The text belongs to the Vajrayana (tantric) Buddhist tradition and presupposes familiarity with its cosmology. Its central premise is that death is not the end of consciousness but a transition — and that the 49-day period following physical death (the bardo — "intermediate state" in Tibetan) offers multiple opportunities for liberation from the cycle of rebirth. These opportunities are missed by most people — not because liberation is impossible but because the unprepared consciousness, confused by the shock of death and the intensity of the visions it encounters, fails to recognise them for what they are.

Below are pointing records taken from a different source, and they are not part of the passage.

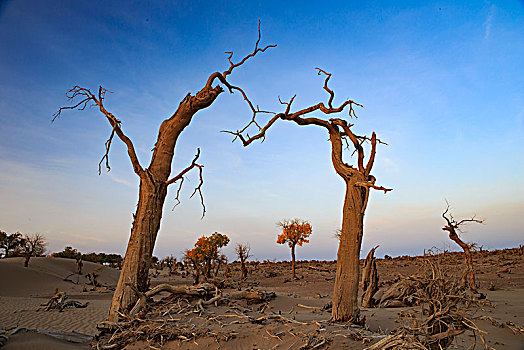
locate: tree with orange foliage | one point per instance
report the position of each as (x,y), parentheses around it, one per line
(205,252)
(294,232)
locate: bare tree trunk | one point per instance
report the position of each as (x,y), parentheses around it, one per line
(153,190)
(369,279)
(345,300)
(469,276)
(139,252)
(243,268)
(293,262)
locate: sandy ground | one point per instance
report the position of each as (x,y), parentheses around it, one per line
(22,290)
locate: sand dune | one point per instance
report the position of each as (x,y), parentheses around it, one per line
(45,274)
(23,290)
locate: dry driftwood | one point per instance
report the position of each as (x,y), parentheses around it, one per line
(369,279)
(443,312)
(173,317)
(200,290)
(60,301)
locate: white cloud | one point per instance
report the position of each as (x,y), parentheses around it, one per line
(488,22)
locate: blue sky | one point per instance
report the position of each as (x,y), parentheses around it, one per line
(442,83)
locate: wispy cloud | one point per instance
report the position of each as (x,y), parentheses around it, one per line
(488,22)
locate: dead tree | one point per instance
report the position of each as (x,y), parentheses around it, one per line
(358,180)
(243,253)
(453,227)
(369,279)
(156,178)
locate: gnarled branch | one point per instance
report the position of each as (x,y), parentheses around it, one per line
(180,177)
(86,96)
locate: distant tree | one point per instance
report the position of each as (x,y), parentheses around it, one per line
(10,242)
(32,245)
(453,227)
(294,232)
(206,252)
(170,262)
(67,253)
(243,253)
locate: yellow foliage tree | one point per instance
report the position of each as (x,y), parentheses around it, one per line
(294,232)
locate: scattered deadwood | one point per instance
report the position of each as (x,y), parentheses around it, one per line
(317,268)
(453,227)
(92,279)
(444,310)
(60,302)
(369,279)
(174,316)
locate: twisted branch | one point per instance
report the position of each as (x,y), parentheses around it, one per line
(86,96)
(180,177)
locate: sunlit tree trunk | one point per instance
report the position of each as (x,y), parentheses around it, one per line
(293,275)
(152,194)
(358,180)
(345,301)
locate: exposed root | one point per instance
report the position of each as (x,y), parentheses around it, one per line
(442,315)
(181,316)
(60,301)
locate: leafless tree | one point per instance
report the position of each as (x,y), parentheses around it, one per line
(453,227)
(243,251)
(369,279)
(156,178)
(10,242)
(358,180)
(32,245)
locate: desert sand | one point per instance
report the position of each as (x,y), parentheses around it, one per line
(23,290)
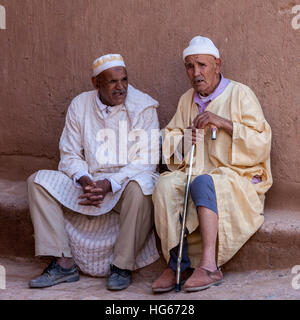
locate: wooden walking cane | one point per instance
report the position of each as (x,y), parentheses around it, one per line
(179,258)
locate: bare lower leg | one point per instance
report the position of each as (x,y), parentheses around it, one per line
(66,263)
(208,221)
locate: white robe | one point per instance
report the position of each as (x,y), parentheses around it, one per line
(92,238)
(79,149)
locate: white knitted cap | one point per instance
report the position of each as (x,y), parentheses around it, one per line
(201,45)
(106,62)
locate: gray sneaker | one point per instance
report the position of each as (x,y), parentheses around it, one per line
(119,279)
(55,274)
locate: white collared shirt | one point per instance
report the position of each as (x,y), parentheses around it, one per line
(115,187)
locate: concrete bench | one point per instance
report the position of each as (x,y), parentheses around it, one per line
(276,245)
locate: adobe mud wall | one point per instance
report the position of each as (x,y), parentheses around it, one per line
(48,47)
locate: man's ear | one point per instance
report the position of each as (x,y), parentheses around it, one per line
(218,65)
(95,82)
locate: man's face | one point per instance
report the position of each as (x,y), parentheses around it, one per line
(204,72)
(112,85)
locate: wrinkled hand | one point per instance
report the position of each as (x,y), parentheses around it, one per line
(94,192)
(192,137)
(208,119)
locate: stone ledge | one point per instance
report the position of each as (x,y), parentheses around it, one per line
(275,245)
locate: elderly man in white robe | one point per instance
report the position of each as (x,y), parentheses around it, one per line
(108,164)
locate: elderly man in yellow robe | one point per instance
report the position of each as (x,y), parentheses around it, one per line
(230,175)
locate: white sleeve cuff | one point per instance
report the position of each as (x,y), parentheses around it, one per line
(78,175)
(115,187)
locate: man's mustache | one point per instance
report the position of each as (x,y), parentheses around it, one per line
(198,79)
(123,91)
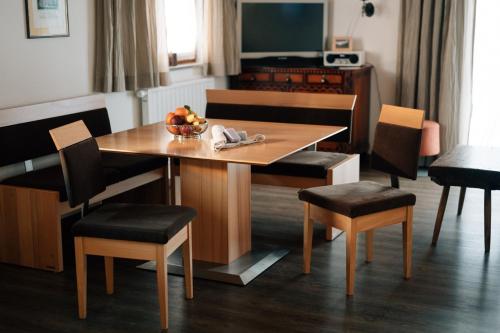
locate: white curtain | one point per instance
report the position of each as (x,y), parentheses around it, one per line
(485,114)
(161,31)
(220,48)
(435,63)
(127,54)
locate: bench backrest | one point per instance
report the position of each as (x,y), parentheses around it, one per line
(24,131)
(284,107)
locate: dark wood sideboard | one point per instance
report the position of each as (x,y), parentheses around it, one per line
(324,80)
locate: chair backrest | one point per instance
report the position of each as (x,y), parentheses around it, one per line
(283,107)
(397,141)
(81,162)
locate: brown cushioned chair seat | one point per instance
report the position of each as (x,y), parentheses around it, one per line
(140,223)
(468,166)
(312,164)
(357,199)
(116,167)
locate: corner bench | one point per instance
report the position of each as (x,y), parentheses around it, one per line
(32,202)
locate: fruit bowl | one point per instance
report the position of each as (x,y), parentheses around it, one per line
(188,131)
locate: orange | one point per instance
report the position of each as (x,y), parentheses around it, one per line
(181,111)
(169,117)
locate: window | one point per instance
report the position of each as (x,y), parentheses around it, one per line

The text therefore serves two purposes simultaneously. For the dying: to prepare them for what they will experience, so that when they encounter the Clear Light of the Dharmata or the peaceful and wrathful deities of the bardo, they can recognise these as manifestations of their own mind rather than external realities — and in recognising them, achieve liberation. For the living: to understand the nature of mind and the process of death-and-rebirth while still alive, using that understanding as a basis for meditation practice that prepares one for the bardo.
The text is traditionally divided into three main sections corresponding to the three bardos — the moment of death, the subsequent vision-filled intermediate state and the final stage of choosing rebirth. A lama (teacher) sits with the dying person and reads the text aloud, guiding their consciousness through each stage as it occurs.